The season premiere of "White Collar" on Tuesday starts the new schedule. "Psych" will start on Wednesdays on Jan. 27.
USA will be trading away a signature Friday night where shows like "Monk" thrived for several years, in favor of two nights when more people generally are watching television.
"We decided it was time to take some risks," said Bonnie Hammer, the network's chief executive. "Being complacent was never going to teach us anything."
Hammer said she has a 16-year-old son who has asked her mom why "White Collar" was on Friday nights, saying his friends would otherwise watch the show.
Instead, they're out. Or, like many adults, they're catching up on what was recorded that week on DVR.
Those are some reasons why the bigger broadcast networks have de-emphasized Fridays over the past few years. USA has used that to its advantage by offering some of its most popular programs that night as an alternative.

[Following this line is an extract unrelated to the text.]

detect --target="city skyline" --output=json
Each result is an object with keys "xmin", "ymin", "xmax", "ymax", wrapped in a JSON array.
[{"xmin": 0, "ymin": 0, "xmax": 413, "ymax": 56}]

The struggles of corporate sister NBC with the just-canceled "Jay Leno Show" also convinced USA that more people interested in drama series might be available at 10 p.m. on weeknights, Hammer said. Both companies are owned by NBC Universal.
USA also programs original shows on Sundays, where "Law & Order: Criminal Intent" and "In Plain Sight" are most likely to land. The popular WWE professional wrestling airs on Mondays, and the original show "Burn Notice" will stay on Thursdays, with new episodes beginning this week.
The typical strategy for cable networks is to build on successes, not fiddle with them. Walking away from Friday nights could be a risky move for USA, said Marc Berman, a television analyst for Media Week Online.
"You don't want to break up something that works," Berman said. "You want to accentuate what's working."
"White Collar" was also the first new show that USA has begun in the middle of the broadcast TV season. Usually cable networks try for months when broadcasters aren't airing their own originals in order to get more attention.
USA, in other words, is starting to act like a broadcast network.
"We're always nervous that we could lose the crown," Hammer said. "We're always nervous that our operating profit could slide. I think it's the nervousness and the worry that it won't last forever that keeps us working so hard."